Os espíritos da aventura e da possibilidade épica, que permeiam as epopeias, são, dessa forma, apontados e ao mesmo tempo subvertidos por Memorial do convento, uma vez que este evoca a matéria épica, como no episódio de transporte da pedra, mas a configura como repleta de elementos que deterioram os valores da épicas clássicas. Os homens que partem de Mafra não saem em busca de aventuras, mas pela necessidade, não se aparentando, nem mesmo fisicamente, como evidencia o narrador, aos heróis das epopeias. Mesmo quando o narrador tenta conferir alguma virtude às personagens, isso se mostra impossível, vistas a miséria e as necessidades inexoravelmente humanas e nem sempre virtuosas.

Os romances de Saramago trazem para o seu construto estrutural e semântico tradições narrativas literárias e históricas, a fim de promover o atrito entre o gênero e o os percursos da própria épica e da narrativa. Essas evocações são feitas principalmente por meio da ironia, afastando o intertexto do seu contexto original e fazendo do romance uma paródia dele mesmo, como Claudio Magris (2009) prevê, duvidando, no final de “O romance é concebível sem o mundo moderno?”. Nesse texto, o crítico e escritor italiano, além de discutir, apoiado especialmente na tipologia de Lukács, a relação essencial entre o gênero e o contexto sócio-histórico em que se estabeleceu, faz um apanhado das modificações sofridas por ele até o século XX. Magris finaliza o seu texto substituindo a pergunta inicial que lhe dá nome ao discutir, sem se estender em sua reflexão, os caminhos tomados pelo romance no século XX. Terminaria o romance em um autoparódia involuntária? O crítico, referindo-se a Kipling, diz ser esta “outra história”.

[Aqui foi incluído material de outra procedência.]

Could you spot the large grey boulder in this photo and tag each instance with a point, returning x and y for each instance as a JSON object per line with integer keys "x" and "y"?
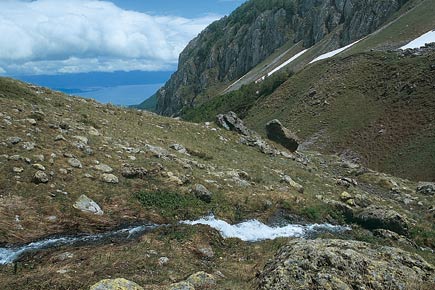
{"x": 280, "y": 134}
{"x": 347, "y": 265}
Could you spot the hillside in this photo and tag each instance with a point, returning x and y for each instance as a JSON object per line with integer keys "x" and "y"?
{"x": 230, "y": 48}
{"x": 139, "y": 167}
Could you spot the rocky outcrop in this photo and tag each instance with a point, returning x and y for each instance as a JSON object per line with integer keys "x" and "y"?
{"x": 339, "y": 264}
{"x": 280, "y": 134}
{"x": 230, "y": 47}
{"x": 116, "y": 284}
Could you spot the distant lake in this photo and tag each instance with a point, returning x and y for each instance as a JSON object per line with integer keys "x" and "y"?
{"x": 118, "y": 95}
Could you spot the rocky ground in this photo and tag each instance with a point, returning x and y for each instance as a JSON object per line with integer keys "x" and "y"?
{"x": 70, "y": 165}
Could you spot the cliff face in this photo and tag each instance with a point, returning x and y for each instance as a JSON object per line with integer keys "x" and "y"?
{"x": 230, "y": 47}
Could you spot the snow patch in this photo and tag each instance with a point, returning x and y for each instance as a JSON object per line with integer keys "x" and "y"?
{"x": 287, "y": 62}
{"x": 421, "y": 41}
{"x": 254, "y": 231}
{"x": 334, "y": 52}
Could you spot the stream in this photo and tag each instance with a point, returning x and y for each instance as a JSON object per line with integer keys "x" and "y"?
{"x": 248, "y": 231}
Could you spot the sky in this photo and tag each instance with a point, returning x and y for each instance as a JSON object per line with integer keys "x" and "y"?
{"x": 51, "y": 37}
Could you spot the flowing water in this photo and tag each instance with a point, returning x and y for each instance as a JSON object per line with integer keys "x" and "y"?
{"x": 249, "y": 231}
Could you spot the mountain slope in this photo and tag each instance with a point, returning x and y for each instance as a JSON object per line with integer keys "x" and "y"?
{"x": 232, "y": 46}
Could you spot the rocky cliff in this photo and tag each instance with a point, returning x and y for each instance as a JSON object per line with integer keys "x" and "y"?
{"x": 232, "y": 46}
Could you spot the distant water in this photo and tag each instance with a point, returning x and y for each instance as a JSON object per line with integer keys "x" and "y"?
{"x": 118, "y": 95}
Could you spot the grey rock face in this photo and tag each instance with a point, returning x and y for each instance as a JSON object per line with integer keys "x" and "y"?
{"x": 230, "y": 47}
{"x": 202, "y": 193}
{"x": 280, "y": 134}
{"x": 339, "y": 264}
{"x": 426, "y": 188}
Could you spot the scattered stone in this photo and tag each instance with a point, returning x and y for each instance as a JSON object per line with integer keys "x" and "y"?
{"x": 74, "y": 162}
{"x": 94, "y": 132}
{"x": 201, "y": 280}
{"x": 38, "y": 166}
{"x": 231, "y": 122}
{"x": 280, "y": 134}
{"x": 163, "y": 261}
{"x": 202, "y": 193}
{"x": 29, "y": 146}
{"x": 179, "y": 148}
{"x": 131, "y": 172}
{"x": 116, "y": 284}
{"x": 14, "y": 140}
{"x": 205, "y": 252}
{"x": 183, "y": 285}
{"x": 287, "y": 179}
{"x": 341, "y": 264}
{"x": 103, "y": 168}
{"x": 31, "y": 121}
{"x": 109, "y": 178}
{"x": 86, "y": 204}
{"x": 82, "y": 139}
{"x": 158, "y": 152}
{"x": 59, "y": 138}
{"x": 40, "y": 177}
{"x": 426, "y": 188}
{"x": 374, "y": 217}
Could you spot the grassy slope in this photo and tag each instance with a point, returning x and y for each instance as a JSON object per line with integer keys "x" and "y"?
{"x": 357, "y": 97}
{"x": 138, "y": 260}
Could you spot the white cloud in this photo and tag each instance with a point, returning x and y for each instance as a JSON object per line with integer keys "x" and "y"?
{"x": 52, "y": 36}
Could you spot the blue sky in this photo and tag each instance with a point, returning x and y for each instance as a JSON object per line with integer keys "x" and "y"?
{"x": 49, "y": 37}
{"x": 185, "y": 8}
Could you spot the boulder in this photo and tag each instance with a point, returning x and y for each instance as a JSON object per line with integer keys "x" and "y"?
{"x": 183, "y": 285}
{"x": 375, "y": 217}
{"x": 116, "y": 284}
{"x": 103, "y": 168}
{"x": 231, "y": 122}
{"x": 74, "y": 162}
{"x": 202, "y": 193}
{"x": 426, "y": 188}
{"x": 40, "y": 177}
{"x": 201, "y": 280}
{"x": 109, "y": 178}
{"x": 341, "y": 264}
{"x": 86, "y": 204}
{"x": 280, "y": 134}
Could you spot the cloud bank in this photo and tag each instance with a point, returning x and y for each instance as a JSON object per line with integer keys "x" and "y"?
{"x": 52, "y": 36}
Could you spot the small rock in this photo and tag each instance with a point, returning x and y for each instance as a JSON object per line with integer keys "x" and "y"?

É possível afirmar, ainda acerca da escolha dos intertextos, que o narrador, ao elaborar, por meio da ficção, uma espécie de epopeia negativa, afasta-a dos primórdios da epopeia e da História, que, como afirma Paul Ricoeur (2010, p. 322), “tinham transformado a glória efêmera dos heróis em fama duradoura”. Esse afastamento provoca, ao mesmo tempo, uma evocação crítica dessas matrizes, tornando possível, em Memorial do convento, trazer o sofrimento dos trabalhadores à memória.